The Taleban will thus likely not be impressed by U.S. President Barack Obama’s drawdown speech. If they are clever, they will not come out with their usual condemnation, but with a statement welcoming the announcement as a good first step — sending a signal that they might be ready for a political solution. But they do not trust that the United States really wants peace.
Those in the Taleban who genuinely do want an end to the fighting, and possibly will not insist on a complete U.S. withdrawal before negotiations, are still there and might not have changed their minds. I am not saying that serious talks would have happened naturally, but the surge destroyed an earlier chance for them.
The surge, along with its attendant concentration on the security sector, has also overshadowed the deep shortcomings of Afghanistan’s political institutions. The country suffers from an overly centralized and manipulative executive, a marginalized parliament, and a judiciary that is light-years away from being independent. Even the composition of the parliament is still unclear nine months after an election full of irregularities and based on Afghan institutions that were not up to the job. These elections were the first example of a handover of responsibility that failed, and they should have been a warning.
The education system is also not as good as often described. Yes, schools and universities have been renovated and rebuilt. There are millions of students, but no jobs after graduation. Students have to pay their teachers to pass exams or bribe their way through the university entrance exams. In the primary schools, many teachers work a second job because they cannot live off their meager salary. As for the medical system, good luck getting an appendectomy at night in, say, Khak-e Jabbar(**), a district half an hour outside the capital that has a clinic but no doctor or medication.

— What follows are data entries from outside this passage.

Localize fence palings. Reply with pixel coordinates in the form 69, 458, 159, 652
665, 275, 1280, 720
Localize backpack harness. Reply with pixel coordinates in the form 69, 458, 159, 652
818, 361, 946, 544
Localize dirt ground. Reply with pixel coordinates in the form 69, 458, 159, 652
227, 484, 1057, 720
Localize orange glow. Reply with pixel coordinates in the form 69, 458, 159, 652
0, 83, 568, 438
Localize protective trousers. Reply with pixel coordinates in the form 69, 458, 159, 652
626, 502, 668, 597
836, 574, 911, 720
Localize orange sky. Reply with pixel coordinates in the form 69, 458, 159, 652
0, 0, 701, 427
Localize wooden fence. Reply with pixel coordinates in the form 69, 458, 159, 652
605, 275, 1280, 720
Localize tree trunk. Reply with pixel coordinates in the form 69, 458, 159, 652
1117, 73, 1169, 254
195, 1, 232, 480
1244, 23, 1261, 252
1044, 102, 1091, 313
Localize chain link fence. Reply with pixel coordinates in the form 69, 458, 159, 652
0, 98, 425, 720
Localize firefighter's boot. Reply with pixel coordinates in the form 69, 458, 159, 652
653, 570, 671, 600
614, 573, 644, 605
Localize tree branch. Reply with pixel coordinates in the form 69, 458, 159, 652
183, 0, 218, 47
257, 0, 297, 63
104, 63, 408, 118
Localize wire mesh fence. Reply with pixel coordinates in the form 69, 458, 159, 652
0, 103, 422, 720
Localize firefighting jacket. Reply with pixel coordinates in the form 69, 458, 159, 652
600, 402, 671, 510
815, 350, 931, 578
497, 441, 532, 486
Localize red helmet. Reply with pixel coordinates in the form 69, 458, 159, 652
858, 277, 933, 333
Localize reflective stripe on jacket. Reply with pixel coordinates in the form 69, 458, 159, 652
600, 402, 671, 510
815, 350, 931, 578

None of this is really about Afghan President Hamed Karzai; it is about the failings of an entire system. It was the United States that shaped it in the early post-Taleban days, with no prime minister, no ID cards (which could have been used as voter cards as well, preventing fraud), and no conscription. The United States also re-injected the warlords, their former Cold War allies, into the system, which they duly managed to discredit very effectively from within.
Fixing Afghanistan’s deep problems will require a new generation of Afghans to enter politics. Before 2014, there is still time to put this and other required solutions at least on the right track. But the clock is ticking.
(*) Both articles were originally published here and here.
(**) In the original piece, it says Khak-e Afghan – that’s in Zabul and my mistake.